A pesar de que no hablaba aún ni una palabra de castellano (lo había empezado a estudiar en Inglaterra, pero aún tardaría seis meses en entender una conversación y un año en atreverse a hablarlo), la nueva reina Victoria Eugenia se enfrascó enseguida en obras caridad y visitó con frecuencia barrios muy pobres de la capital, como el entonces barrio de La Inclusa donde vivían hacinadas miles de personas en condiciones de absoluta miseria. Victoria Eugenia fue por primera vez a este barrio a finales de noviembre de 1906 acompañada de su camarera mayor, Maria Luisa de Carvajal y Dávalos, duquesa de San Carlos y marquesa viuda de Santa Cruz de Mudela.

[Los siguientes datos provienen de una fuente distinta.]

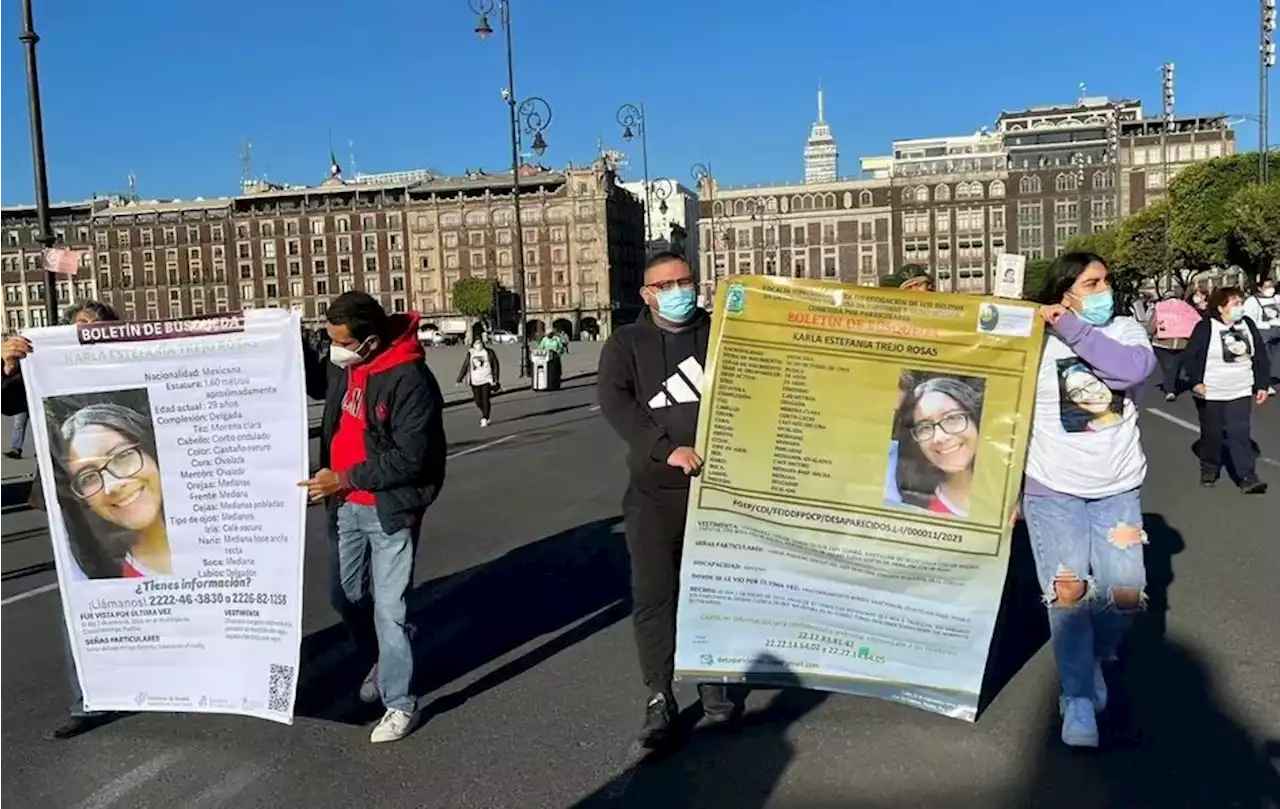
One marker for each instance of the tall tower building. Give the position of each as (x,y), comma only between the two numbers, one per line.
(821,154)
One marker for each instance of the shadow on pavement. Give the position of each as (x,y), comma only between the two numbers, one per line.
(1022,626)
(470,618)
(721,767)
(1168,739)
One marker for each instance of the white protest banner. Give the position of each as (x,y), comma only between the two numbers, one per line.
(170,453)
(1010,272)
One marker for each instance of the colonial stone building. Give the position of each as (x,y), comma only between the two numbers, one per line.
(583,245)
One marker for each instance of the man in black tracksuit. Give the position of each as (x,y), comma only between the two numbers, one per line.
(649,383)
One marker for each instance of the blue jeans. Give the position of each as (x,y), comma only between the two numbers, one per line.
(362,556)
(18,437)
(1097,543)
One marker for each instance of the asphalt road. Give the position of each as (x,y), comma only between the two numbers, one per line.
(533,695)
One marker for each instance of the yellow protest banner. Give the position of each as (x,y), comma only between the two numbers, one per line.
(863,457)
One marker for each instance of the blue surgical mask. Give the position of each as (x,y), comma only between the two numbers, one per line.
(676,305)
(1097,309)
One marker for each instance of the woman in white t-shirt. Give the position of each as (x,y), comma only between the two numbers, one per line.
(1264,309)
(1226,361)
(1084,472)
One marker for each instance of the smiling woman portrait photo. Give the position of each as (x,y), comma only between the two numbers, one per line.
(936,433)
(109,484)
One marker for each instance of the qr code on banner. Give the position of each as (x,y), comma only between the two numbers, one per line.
(280,689)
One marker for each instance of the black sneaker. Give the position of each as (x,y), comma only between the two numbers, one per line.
(659,721)
(78,725)
(717,705)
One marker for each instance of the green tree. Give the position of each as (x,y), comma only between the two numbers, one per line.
(474,297)
(1201,220)
(1143,252)
(1101,242)
(1033,277)
(1255,241)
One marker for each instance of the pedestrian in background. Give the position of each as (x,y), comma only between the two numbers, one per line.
(1228,364)
(1082,488)
(1170,327)
(382,457)
(1264,309)
(13,402)
(480,368)
(650,383)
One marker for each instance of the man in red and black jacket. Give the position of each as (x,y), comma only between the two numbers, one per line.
(382,452)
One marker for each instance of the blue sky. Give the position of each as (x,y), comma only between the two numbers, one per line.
(169,88)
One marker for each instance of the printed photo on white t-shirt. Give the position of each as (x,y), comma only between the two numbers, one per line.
(1086,405)
(1237,346)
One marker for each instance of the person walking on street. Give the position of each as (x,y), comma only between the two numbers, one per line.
(1170,327)
(13,402)
(1083,483)
(382,457)
(1228,364)
(480,368)
(650,380)
(1264,309)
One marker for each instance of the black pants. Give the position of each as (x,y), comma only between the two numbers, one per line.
(1226,425)
(481,394)
(656,538)
(1170,365)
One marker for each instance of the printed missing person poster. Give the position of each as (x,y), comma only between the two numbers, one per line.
(863,455)
(170,455)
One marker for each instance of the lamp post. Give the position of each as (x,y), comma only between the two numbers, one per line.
(631,119)
(45,237)
(530,117)
(1266,60)
(1166,73)
(702,174)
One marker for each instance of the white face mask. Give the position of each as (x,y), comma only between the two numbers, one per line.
(343,357)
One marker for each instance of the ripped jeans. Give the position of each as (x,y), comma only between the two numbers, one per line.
(1096,544)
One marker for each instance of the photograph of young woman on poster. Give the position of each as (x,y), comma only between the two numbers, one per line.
(108,484)
(936,433)
(1086,405)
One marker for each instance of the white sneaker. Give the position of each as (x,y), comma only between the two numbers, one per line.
(1079,723)
(369,693)
(393,726)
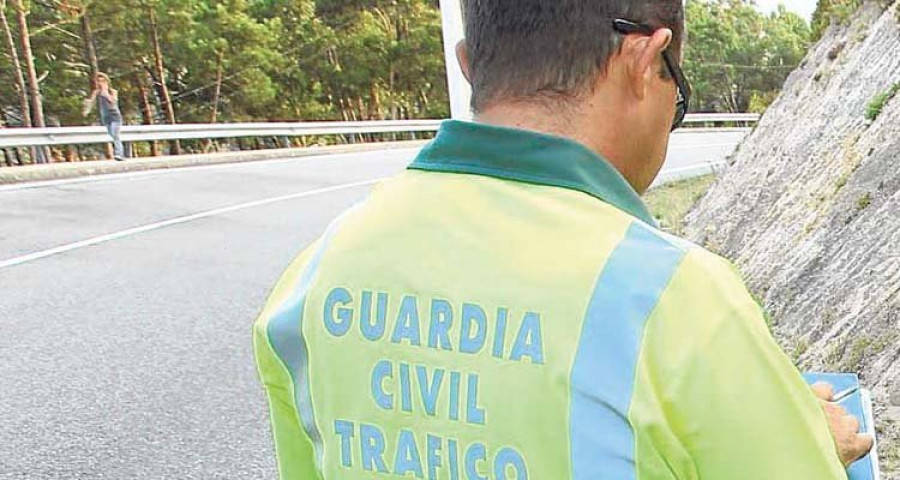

El objetivo era visitar la Casa de Maternidad que había organizado la Junta de Damas del lugar: a pesar de lo bien organizado que estaba todo, Victoria Eugenia se quedó pasmada con el nivel de pobreza que vio.
Hay que decir que, a principios del siglo XX, España sufría problemas de primera magnitud que ningún político estaba sabiendo atajar debidamente. El país contaba con dieciocho millones y medio de habitantes, más de la mitad de los cuales eran analfabetos. Según los libros del historiador Javier Tusell, mientras que en Francia el porcentaje de personas que no sabían leer ni escribir era del 24%, en España era del 63% y, en algunas regiones, sobre todo en el Sur, se superaba el 80%. Y eso, entre los hombres. Entre las mujeres era aún peor: el 71% eran analfabetas.
Las condiciones de salud eran incluso más horrendas: la mortalidad española era superior a la de un país del Tercer Mundo de hoy y una cuarta parte de los recién nacidos no llegaban al año de vida. Incluso los que lograban sobrevivir a los doce meses, no tenían muchas esperanzas de sobrevivir a los treinta y tres años. Una persona de treinta años se consideraba ya vieja y, si vemos las fotografías de la época, realmente lo parecía: la dureza de la vida hacía que envejecieran antes de tiempo.
La insalubridad era galopante y los hospitales, escasos. Fuera de las grandes ciudades apenas había dispensarios y sólo ya entrado el siglo se empezó, aunque muy tímidamente, a construir algún que otro ambulatorio en las capitales de provincia. No es que no dispusiéramos de gente brillante que quisiera cambiar las cosas, pero eran poquísimos y nadie parecía hacerles demasiado caso. El doctor Espina, por ejemplo, médico del Hospital Provincial de Madrid, era una eminencia europea en lucha contra la tuberculosis y viajó a París en 1895 para participar en el Primer Congreso Internacional contra esta enfermedad, pero a su vuelta, a pesar de que regresaba con grandes planes e ideas, el gobierno no le prestó demasiada atención. No fue hasta 1906 que no convenció a las autoridades para crear la Liga Popular Antituberculosa.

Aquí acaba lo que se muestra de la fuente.